Once these efforts have paid off and patients are coming to a practice, the practice must deliver on the promised message. Asking for feedback via satisfaction surveys helps the practice understand how well this has been executed. For example, if a practice advertises a child-friendly environment, but a parent expresses concern over suitable children’s frame offerings, the practice has an opportunity to improve and to make that parent feel validated and heard.
If a patient has a good experience, the practice has an opportunity to maximize word-of-mouth marketing, which is important for pediatric and contact lens niche practices. Actively asking for friends and family referrals and online reviews can help maximize marketing gains.
Although social media marketing offers unique opportunities, negative patient encounters are easily shared, and even the most caring and competent practitioner will at some point have a bad review. As consumers are more likely to make decisions based on negative reviews than on positive ones, everything should be done to limit their exposure and to reframe the narrative by responding to bad reviews positively. Additionally, as it presents an opportunity for the practice to publicly demonstrate its commitment to patients, the way that a practice responds to a negative review can be more important than the review itself.
KEEP THE PRACTICE THRIVING
Once a practice is up and running, the goal is to stay successful. Taking care of the practice’s financial health ensures many years of being able to provide services. Close monitoring of accounts receivable and returns on investment for various marketing efforts and practice expenses is critical. Continual growth of the practice’s patient base through sustained internal and external marketing ensures that as existing patients are lost to follow up, new patients are coming in.
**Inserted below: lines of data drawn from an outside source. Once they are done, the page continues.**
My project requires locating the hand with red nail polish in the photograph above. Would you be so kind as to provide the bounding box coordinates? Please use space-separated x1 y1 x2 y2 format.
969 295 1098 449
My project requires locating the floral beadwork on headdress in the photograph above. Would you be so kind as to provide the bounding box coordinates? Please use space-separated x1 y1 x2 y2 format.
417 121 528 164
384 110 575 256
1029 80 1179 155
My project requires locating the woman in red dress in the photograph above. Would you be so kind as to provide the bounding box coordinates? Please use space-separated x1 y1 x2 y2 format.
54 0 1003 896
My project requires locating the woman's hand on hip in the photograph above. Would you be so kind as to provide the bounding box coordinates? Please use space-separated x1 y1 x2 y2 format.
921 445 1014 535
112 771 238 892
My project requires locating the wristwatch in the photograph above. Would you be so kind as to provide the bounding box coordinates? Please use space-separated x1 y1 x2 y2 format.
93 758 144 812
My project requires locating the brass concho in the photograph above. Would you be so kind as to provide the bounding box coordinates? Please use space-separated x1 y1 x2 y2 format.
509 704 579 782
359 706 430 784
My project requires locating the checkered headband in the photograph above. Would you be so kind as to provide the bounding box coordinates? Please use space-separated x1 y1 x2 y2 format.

A commitment to lifelong learning on the part of practitioner and staff is critical not only for top quality patient care, but also for the lifespan of the practice. Advances in technology and research correlate to improvement in the standard of care, and a thriving practice is aware and ready to implement these changes when appropriate. A practice that offers the latest services and contact lens options will be observed by parents and the public as a community leader in this niche area.
Lastly, practitioners must remember that with success comes responsibility, and there is no greater responsibility than caring for the next generation. Managing a child’s vision is a great honor bestowed on a practitioner by the child’s caregiver. To thrive, a practitioner must always be thankful for this opportunity and show gratitude to parents and patients at every visit. CLS
- Walline JJ, Jones LA, Sinnott L, et al. Randomized trial of the effect of contact lens wear on self-perception in children. Optom Vis Sci. 2009 Mar;86:222-232.
- Walline JJ, Jones LA, Rah MJ, et al. Contact Lenses in Pediatrics (CLIP) Study: chair time and ocular health. Optom Vis Sci. 2007 Sep;84:896-902.